Mr O'KEEFE (Paterson) - I rise to take part in the debate on this short Bill. At present under the Customs Act fish and other produce of the sea landed by Australian registered fishing boats operating out of Australian ports are exempt from Customs control. The stated purpose of this Bill is to provide an exemption from this position so that endangered species as agreed upon by the Convention on International Trade may be subject to restriction under the Customs (Prohibited Imports) Regulations. In specific terms this would mean that a vessel registered in Australia and operating out of Australian ports would not be permitted to bring into Australia certain endangered species such as types of fish and whales.

I entirely agree with the sentiments expressed in the Bill, but at the Committee stage I propose to move an amendment to tighten up the wording of the Bill. I will propose that the regulations may prohibit the importation into Australia from the vessels in question only the species of wild flora and fauna specified in the Convention. I am concerned at the broad discretions contained not only in this Bill but also in the principal Act. The regulations referred to in this Bill are those covered by section 50 of the Principal Act.

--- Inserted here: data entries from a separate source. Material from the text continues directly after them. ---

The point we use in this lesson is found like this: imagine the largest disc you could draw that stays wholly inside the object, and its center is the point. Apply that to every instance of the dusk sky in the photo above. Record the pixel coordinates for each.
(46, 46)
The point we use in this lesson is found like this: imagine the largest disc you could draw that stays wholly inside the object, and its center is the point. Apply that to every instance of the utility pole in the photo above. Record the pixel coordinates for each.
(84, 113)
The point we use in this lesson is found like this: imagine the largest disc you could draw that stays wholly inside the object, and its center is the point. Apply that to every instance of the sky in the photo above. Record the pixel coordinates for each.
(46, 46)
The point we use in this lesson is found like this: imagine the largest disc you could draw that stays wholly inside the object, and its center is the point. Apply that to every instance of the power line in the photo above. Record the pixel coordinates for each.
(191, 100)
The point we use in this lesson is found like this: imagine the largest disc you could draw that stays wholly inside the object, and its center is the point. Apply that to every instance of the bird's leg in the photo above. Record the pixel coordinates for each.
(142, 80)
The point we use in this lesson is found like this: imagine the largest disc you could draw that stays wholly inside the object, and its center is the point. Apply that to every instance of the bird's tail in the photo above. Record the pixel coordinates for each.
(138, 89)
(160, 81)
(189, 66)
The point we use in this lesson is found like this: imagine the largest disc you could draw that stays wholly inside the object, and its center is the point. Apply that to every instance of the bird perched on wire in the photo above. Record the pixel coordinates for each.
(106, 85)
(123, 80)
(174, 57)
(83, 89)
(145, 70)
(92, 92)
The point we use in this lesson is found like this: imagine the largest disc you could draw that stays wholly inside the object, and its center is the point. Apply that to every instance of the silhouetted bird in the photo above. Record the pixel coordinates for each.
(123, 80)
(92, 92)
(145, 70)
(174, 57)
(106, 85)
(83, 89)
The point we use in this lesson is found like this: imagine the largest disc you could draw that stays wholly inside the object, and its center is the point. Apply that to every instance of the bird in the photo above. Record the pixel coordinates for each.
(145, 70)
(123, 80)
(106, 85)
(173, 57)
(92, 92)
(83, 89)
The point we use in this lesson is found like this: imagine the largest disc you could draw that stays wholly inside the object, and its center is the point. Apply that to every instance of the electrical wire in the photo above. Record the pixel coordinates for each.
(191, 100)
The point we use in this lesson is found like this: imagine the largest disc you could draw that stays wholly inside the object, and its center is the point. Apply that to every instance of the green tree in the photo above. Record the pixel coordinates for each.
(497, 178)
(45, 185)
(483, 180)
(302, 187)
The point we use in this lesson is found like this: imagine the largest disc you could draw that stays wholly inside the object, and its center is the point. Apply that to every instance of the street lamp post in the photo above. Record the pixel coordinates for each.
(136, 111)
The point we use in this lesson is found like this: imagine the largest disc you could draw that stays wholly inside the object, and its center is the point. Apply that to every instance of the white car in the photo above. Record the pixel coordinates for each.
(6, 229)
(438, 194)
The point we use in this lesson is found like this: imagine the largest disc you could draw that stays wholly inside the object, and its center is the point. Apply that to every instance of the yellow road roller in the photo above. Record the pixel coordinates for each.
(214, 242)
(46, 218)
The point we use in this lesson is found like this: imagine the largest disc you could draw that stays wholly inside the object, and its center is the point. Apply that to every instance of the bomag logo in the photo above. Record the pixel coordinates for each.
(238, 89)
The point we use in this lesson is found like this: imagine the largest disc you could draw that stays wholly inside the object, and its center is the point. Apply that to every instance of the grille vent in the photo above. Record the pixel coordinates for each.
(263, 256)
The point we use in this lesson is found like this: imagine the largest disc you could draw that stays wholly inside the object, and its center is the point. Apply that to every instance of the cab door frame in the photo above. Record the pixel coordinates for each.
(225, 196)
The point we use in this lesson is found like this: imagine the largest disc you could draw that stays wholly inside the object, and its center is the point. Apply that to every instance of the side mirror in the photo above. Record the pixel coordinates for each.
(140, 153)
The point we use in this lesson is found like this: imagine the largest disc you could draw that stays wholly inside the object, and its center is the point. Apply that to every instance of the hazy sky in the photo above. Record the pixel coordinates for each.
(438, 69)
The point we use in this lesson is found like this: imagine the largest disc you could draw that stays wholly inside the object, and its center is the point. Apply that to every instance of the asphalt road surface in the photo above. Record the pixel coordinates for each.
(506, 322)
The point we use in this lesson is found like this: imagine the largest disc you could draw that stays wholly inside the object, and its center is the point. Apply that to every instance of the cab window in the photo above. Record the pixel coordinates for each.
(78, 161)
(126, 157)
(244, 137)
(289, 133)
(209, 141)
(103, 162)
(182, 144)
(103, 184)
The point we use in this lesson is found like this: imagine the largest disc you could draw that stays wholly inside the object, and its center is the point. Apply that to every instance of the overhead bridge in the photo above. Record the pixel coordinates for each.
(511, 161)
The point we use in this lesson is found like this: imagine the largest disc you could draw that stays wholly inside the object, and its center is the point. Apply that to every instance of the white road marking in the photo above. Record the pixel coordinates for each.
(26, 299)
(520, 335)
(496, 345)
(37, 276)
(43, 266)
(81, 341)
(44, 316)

Under this section the Governor-General may, by regulation, prohibit the importation of goods into Australia. This power may be exercised by prohibiting imports absolutely, or from a specified place, or prohibiting their importation unless specified conditions or restrictions are complied with. A similar section applies in respect of exports and contains similar discretionary powers.

Mr Deputy Speaker,I mention in passing that I believe that these broad powers of regulation making should be severely curtailed. It is my belief that the Act should be amended so that the Governor-General, in making regulations, may disallow an import or export licence only on the basis of a set of specified criteria and conditions. I also believe that the Minister concerned should have to table the reasons for the disallowance of the licence within 15 sitting days of the disallowance.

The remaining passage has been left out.